Según Tonio, Kirkland puede pasar tardes enteras leyéndolo, pasando sus páginas. A veces, incluso, con un lápiz colgando de su mano desde el brazo del sillón. Dice que frunce el ceño, pasa la página y sigue leyendo o lo cierra de golpe. Jones también lo ha leído, lo presiento, y seguro Braginski también.

Pero yo no.

Yo, que leo cada página arrugada y arrojada vilmente al suelo. Yo, que le entrego mi tiempo y compañía. Que le presenté a Antonio, y con ello, el rapé. Yo, que le mantuve sus amores más tiempo del que merecía.

Claro, ahora pregúntame si quiero salir un momento, ya veo para qué lo quieres: tienes la manos dentro del bolsillo, seguro acaricias esa cajita, como cada vez que estás ansioso.
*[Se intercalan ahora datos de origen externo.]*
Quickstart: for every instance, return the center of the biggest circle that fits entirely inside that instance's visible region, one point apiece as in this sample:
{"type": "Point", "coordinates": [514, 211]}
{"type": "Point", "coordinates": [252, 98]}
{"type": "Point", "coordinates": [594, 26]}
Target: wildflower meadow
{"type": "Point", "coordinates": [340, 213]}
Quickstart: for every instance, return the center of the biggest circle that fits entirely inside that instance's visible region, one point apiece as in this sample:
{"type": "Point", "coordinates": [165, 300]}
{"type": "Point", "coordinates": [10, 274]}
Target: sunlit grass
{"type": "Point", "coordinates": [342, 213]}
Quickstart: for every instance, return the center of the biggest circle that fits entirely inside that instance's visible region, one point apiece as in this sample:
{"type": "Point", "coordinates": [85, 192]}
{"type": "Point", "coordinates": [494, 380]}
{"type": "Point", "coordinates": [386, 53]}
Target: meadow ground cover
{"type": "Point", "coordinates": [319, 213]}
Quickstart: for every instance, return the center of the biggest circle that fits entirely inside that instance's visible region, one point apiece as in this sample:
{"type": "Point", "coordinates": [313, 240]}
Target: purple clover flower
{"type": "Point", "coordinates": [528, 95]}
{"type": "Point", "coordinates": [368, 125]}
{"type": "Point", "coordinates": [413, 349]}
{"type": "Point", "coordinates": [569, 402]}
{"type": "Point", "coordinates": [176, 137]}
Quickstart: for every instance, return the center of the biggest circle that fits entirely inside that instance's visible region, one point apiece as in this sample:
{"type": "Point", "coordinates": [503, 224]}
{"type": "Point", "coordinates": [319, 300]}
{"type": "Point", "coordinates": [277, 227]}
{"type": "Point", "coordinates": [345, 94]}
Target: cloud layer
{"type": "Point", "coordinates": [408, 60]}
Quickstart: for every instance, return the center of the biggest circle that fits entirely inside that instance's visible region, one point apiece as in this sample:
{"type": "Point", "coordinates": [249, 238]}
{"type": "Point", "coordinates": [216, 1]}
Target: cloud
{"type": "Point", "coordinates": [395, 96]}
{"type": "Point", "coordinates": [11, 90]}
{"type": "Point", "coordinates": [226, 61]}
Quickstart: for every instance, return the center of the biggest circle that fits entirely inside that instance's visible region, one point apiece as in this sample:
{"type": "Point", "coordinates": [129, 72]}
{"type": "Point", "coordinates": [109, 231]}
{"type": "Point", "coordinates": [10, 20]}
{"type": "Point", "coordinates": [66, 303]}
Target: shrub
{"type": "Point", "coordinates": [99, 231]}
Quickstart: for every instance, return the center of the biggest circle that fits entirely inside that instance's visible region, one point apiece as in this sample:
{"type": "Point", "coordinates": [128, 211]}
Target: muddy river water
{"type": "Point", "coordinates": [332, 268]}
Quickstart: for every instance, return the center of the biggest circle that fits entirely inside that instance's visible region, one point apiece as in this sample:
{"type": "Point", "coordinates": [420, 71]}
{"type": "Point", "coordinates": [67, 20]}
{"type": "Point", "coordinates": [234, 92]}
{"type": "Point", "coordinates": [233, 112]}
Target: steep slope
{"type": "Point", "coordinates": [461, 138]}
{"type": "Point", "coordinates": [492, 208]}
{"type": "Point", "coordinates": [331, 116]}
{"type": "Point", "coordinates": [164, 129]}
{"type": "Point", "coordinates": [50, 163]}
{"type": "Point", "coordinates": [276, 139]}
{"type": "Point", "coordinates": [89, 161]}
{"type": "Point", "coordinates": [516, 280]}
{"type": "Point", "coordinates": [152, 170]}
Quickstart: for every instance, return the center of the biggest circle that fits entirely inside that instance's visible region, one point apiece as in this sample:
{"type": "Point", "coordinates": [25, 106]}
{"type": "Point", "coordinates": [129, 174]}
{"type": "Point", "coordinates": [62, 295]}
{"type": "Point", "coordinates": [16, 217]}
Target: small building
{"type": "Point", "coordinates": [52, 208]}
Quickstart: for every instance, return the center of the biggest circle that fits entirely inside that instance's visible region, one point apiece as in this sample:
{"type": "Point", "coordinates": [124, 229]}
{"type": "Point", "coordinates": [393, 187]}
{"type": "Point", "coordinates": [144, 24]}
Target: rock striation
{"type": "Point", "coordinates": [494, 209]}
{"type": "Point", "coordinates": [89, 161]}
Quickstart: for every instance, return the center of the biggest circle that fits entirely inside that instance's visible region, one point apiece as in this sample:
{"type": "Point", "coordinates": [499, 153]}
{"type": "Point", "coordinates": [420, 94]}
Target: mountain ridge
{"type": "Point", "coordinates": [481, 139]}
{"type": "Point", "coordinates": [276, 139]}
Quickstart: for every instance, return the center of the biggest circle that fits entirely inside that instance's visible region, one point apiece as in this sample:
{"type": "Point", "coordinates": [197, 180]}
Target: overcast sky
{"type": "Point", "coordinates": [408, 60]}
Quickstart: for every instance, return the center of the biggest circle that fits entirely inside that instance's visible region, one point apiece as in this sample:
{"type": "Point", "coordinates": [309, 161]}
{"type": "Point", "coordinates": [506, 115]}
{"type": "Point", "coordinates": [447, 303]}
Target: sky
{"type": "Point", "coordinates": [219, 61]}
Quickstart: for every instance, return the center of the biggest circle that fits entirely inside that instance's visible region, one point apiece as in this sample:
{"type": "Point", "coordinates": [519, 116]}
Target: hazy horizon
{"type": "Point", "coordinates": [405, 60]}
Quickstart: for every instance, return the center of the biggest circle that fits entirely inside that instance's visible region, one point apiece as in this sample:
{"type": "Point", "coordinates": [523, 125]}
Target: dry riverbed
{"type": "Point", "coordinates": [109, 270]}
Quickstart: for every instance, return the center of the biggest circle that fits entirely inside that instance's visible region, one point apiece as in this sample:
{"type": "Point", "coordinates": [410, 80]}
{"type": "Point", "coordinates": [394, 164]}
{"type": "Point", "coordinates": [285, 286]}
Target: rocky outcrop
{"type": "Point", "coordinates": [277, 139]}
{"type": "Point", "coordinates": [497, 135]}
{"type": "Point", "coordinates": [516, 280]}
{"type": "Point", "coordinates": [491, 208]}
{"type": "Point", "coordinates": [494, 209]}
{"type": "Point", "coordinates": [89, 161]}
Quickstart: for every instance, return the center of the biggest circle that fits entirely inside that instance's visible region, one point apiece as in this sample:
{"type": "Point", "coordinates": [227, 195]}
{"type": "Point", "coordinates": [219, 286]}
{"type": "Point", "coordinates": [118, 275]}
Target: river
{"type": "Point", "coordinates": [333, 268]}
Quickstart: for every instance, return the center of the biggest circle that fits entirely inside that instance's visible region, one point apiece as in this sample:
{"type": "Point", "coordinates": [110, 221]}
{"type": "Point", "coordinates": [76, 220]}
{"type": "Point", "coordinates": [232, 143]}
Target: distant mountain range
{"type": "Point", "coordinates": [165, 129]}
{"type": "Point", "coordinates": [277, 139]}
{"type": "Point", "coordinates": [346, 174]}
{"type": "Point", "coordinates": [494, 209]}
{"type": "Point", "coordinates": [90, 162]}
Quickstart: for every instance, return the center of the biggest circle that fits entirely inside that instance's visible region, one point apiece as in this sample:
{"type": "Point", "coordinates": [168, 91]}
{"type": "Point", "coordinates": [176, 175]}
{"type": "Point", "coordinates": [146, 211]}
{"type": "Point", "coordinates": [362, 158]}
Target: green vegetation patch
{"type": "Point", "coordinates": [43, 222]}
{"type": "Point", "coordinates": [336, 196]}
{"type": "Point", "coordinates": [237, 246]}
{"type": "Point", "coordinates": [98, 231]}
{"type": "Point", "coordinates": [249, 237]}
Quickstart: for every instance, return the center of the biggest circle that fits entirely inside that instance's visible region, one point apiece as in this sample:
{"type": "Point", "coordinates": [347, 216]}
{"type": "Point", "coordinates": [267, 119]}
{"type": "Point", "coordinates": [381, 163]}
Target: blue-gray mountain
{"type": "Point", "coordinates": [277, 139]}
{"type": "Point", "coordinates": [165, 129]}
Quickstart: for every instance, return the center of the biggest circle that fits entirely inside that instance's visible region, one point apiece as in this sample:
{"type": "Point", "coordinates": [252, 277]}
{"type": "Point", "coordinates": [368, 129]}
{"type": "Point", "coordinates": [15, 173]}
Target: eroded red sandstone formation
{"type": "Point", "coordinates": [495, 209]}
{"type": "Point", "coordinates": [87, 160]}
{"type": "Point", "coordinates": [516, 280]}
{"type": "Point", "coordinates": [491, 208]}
Pero no te pienso acompañar, que te acompañe alguna de las mujercitas que te adulan tanto, te hace falta enredarte entre las piernas de una mujer, a ver si así dejas el tabaco y el alcohol un poco.

Bien, te terminé acompañando. Desconozco el porqué, pero te terminé acompañando. Pero es la última vez, escúchame bien, Arthur Kirkand, la última vez que vengo a una de estas tertulias contigo. No me importa que la misma Reina de Inglaterra te invite, irás solo, sin mí. Olvídame, imbécile.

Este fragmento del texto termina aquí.